The Deficit Commission: A Good Try That Falls Short

My colleagues, Dan Mitchell, Jagadeesh Gokhale, Michael Cannon and Chris Edwards have already provided their thoughts on the chairman’s mark released yesterday by the bipartisan deficit reduction commission.  A few additional thoughts:

The commission provides a good-faith look at the magnitude of the problem we face, and the magnitude of cuts necessary to bring spending down to even 21 percent of GDP (and it really should be far lower).  In doing so they show just how unserious Republicans are in proposing a paltry $100 billion in spending cuts.  And the commission makes it clear, unlike Republicans, that both entitlements and defense spending must be on the table.

The commission also starts the debate in a useful direction by implicitly acknowledging that their need to be some limits to government spending—that government cannot consume an ever-increasing proportion of GDP.  (Without a change in policy, the federal government will consume 43 percent of GDP by 2050.)

But ultimately the report falls short because it fails to address the proper role of government.  In fact, it tacitly accepts the idea that government should be doing everything it is doing now.  It even acquiesces to the new health care law.  As a result, it fails to reduce the size of government sufficiently to avoid tax hikes, let alone permit tax cuts in the future.

Moreover, because the commission leaves the basic structure and role of government intact, it raises questions about the future viability of its proposed mix of spending cuts and tax increases.  History demonstrates that it is far too likely that tax hikes will be permanent, while spending cuts will last as long as the next year-end emergency appropriations bill.

As the commission moves toward a final report on December 1, members would be advised not to focus just on the details of these proposals, but to have a serious and deliberative discussion of what the federal government should and should not be doing.

Cutting Spending to 2008 Levels

Following last week’s electoral victory, the House Republican leadership has been talking up its pre-election pledge to return federal spending to 2008 levels.
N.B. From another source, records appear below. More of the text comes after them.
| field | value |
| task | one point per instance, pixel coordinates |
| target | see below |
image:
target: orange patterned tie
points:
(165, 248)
As I’ve previously discussed, the Republicans are only talking about non-security, discretionary spending. This category of spending represents a relatively small portion of the overall federal budget, and would only shave about $100 billion off of what the president wants to spend.
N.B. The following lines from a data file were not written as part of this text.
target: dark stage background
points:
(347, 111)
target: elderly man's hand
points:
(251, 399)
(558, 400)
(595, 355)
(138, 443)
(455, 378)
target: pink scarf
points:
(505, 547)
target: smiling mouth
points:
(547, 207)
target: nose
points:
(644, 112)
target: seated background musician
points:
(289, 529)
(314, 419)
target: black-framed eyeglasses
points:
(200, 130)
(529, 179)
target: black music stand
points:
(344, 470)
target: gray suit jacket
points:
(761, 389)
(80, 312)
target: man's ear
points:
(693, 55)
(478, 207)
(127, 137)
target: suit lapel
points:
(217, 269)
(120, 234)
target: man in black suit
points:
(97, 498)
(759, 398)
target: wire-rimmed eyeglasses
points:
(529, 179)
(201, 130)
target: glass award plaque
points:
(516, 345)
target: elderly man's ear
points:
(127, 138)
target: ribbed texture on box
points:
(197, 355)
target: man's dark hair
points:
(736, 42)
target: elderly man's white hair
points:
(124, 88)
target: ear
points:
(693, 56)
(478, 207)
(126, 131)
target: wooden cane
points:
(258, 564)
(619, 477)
A better idea would be to cut total spending to 2008 levels. Excluding interest, the president has proposed spending $853 billion more in fiscal 2011 than the government spent in fiscal 2008. The following table shows the increases by department.

As the chart shows, federal spending for the Pentagon alone is set to increase by $126 billion, or more than the amount that the Republican leadership says it wants to cut. Therefore, if the Republicans want to get serious about cutting spending and reining in the growing federal debt, all categories of spending must be on the table.

Apologists for government spending will complain that returning spending levels to 2008 would be draconian. But compare the percentage increases in spending over three years under the president’s proposed budget.

President Obama and the Democrats told the American people that this spending explosion was needed to fix the economy. Unfortunately, it has only succeeded in transferring a tremendous amount of resources from the private sector to the less efficient government. Republicans were elected, in part, to help put the private sector back in the economic driver’s seat. To do so, Republicans need to be much more ambitious than trimming just $100 billion off of the president’s three-year $853 billion spending increase.